Come ben sappiamo fra Romani e Greci le differenze furono molte. I greci contribuirono grandemente allo sviluppo della creatività, in particolare con arte, architettura e soprattutto filosofia, i romani erano maestri nelle arti pratiche come ingegneria e conquiste militari. Anche in ambito teatrale le differenze fra le due civiltà furono differenti. Per un ripasso sul teatro greco leggi questo articolo per la tragedia, questo per la commedia e questo proprio per la struttura fisica del teatro greco.

I romani erano più interessati a spettacoli di massa, paragonabili a un moderno concerto. Il teatro era infatti una forma di intrattenimento, occasione di svago, non più riflessione esistenziale, ma divertimento.
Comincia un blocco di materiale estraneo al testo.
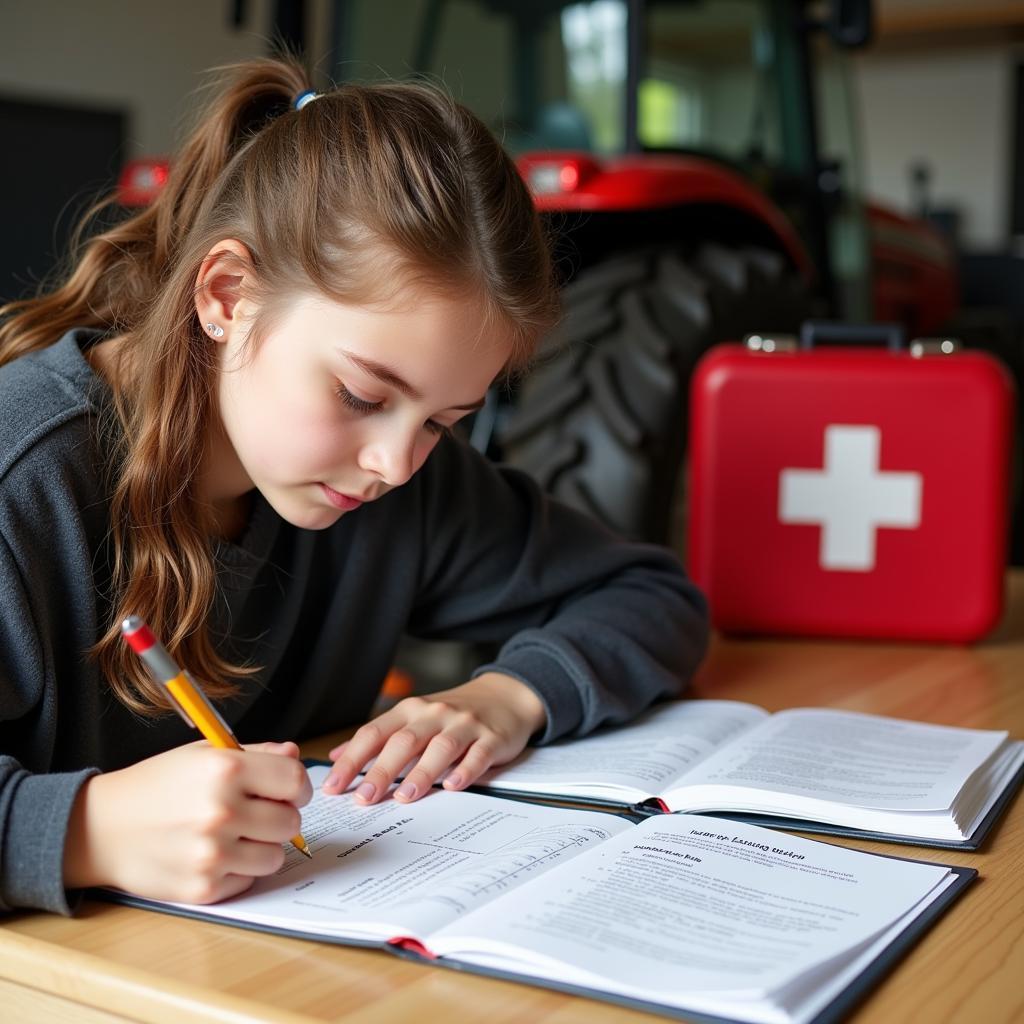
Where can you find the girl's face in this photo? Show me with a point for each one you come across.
(340, 403)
La civiltà romana era solita assorbire usi e tradizioni di altre civiltà, come quella etrusca, i cui riti comprendevano varie forme spettacolari e performance di danzatori, giocolieri e musicisti. I romani rielaborarono alcune di queste attività spettacolari. La stessa commedia romana ebbe origine dalle improvvisazioni comiche degli etruschi e i primi attori professionisti che giunsero a Roma provenivano proprio dall’Etruria.

Nel 364 a.C. furono istituiti i ludi scenici per far cessare una terribile pestilenza! In seguito a questo fiorirono una sere di generi teatrali popolari, come ad esempio le atellane, rappresentazioni comiche in gran parte improvvisate, dal carattere volgare, che avevano dei personaggi ricorrenti come il Pappus (il vecchio rimbambito). Un altro genere, di derivazione etrusca, è il fescennino ossia un componimento comico molto scurrile, invettivo, solito nelle feste rurali. Altra forma drammatica è la satura, una miscellanea di elementi comici e seri, musica e canti.
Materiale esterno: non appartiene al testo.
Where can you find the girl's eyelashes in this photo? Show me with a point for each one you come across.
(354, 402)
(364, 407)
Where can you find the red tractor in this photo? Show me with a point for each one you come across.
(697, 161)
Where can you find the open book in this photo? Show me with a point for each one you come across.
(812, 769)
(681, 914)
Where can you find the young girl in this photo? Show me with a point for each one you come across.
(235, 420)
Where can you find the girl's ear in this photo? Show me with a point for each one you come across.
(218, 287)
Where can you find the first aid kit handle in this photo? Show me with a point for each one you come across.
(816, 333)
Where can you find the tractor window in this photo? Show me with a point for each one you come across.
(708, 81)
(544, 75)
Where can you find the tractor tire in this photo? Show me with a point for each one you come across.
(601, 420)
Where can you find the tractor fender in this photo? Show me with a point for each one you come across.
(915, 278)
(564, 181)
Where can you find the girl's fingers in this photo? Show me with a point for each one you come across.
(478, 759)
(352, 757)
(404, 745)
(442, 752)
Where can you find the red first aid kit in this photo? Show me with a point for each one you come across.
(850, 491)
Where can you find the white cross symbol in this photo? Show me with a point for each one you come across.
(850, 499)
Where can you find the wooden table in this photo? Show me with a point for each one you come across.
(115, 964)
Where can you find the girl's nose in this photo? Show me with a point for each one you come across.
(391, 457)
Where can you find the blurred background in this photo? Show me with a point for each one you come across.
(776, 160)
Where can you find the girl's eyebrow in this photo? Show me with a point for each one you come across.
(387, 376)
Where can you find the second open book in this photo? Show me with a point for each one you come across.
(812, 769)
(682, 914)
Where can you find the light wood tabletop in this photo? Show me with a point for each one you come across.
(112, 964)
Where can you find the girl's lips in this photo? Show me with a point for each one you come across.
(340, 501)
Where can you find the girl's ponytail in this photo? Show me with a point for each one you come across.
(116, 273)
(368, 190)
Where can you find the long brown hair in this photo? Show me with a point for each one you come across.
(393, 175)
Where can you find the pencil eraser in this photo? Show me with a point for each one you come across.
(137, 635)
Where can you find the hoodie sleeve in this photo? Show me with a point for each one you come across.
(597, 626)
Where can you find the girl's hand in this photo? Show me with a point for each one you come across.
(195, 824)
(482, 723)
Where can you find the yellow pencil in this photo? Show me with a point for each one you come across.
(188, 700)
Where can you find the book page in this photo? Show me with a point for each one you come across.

Fondamentale per lo sviluppo del teatro romano fu il contatto con il mondo greco, sia con la tradizione delle tragedie, ma soprattutto quella delle commedie, in particolar modo quella di Menandro.

In cosa la commedia romana si distingue da quella greca? Viene eliminato il coro, aggiungendo invece un accompagnamento musicale ai dialoghi, unendo parti cantate (cantica) a parti recitate (diverbia). Elemento fondamentale e di differenza è anche una tendenza a prediligere gli intrecci ricchi di equivoci e fraintendimenti.

Tito Maccio Plauto fu il commediografo romano più popolare, le cui opere sono apprezzate tutt’ora. Plauto è un po’ il comico dei giorni nostri, che gioca su argomenti di politica e cronaca quotidiana e studia molto i giochi di parole e il linguaggio. Le sue commedie sono fondate su un’accentuata caratterizzazione comica dei personaggi, come il Miles gloriosus, il soldato codardo che vanta però grandi prodezze, o il vecchio avaro dell’Aulularia che sarà ispirazione per l‘Avaro di Molière.

Di Plauto sono sopravvissute circa una ventina di opere, fra queste vi cito l’Anfitrione di cui avevo parlato in un articolo e i Menaechmi basata sullo scambio d’identità fra gemelli.

L’altro grande autore di commedie nell’antica Roma è Terenzio, che di differenzia molto da Plauto che è solito usare una comicità popolare e volgare. La commedia di Terenzio è invece caratterizzata da una maggiore caratterizzazione psicologica dei personaggi e una eleganza d’espressione.
Il commediografo nelle sue opere una costruzione di intreccio più riuscita rispetto a quella di Plauto, i suoi personaggi sono meno caricaturali e più corrispondenti alla realtà.

Era uno stile più sofisticato e colto, rispetto a quelle più popolari e popolane di Plauto, così che la sua opera La suocera vide il pubblico abbandonare il teatro ben due volte durante la rappresentazione della commedia. Lo stile più elegante di Terenzio sarà utile per insegnare latino ai giovani.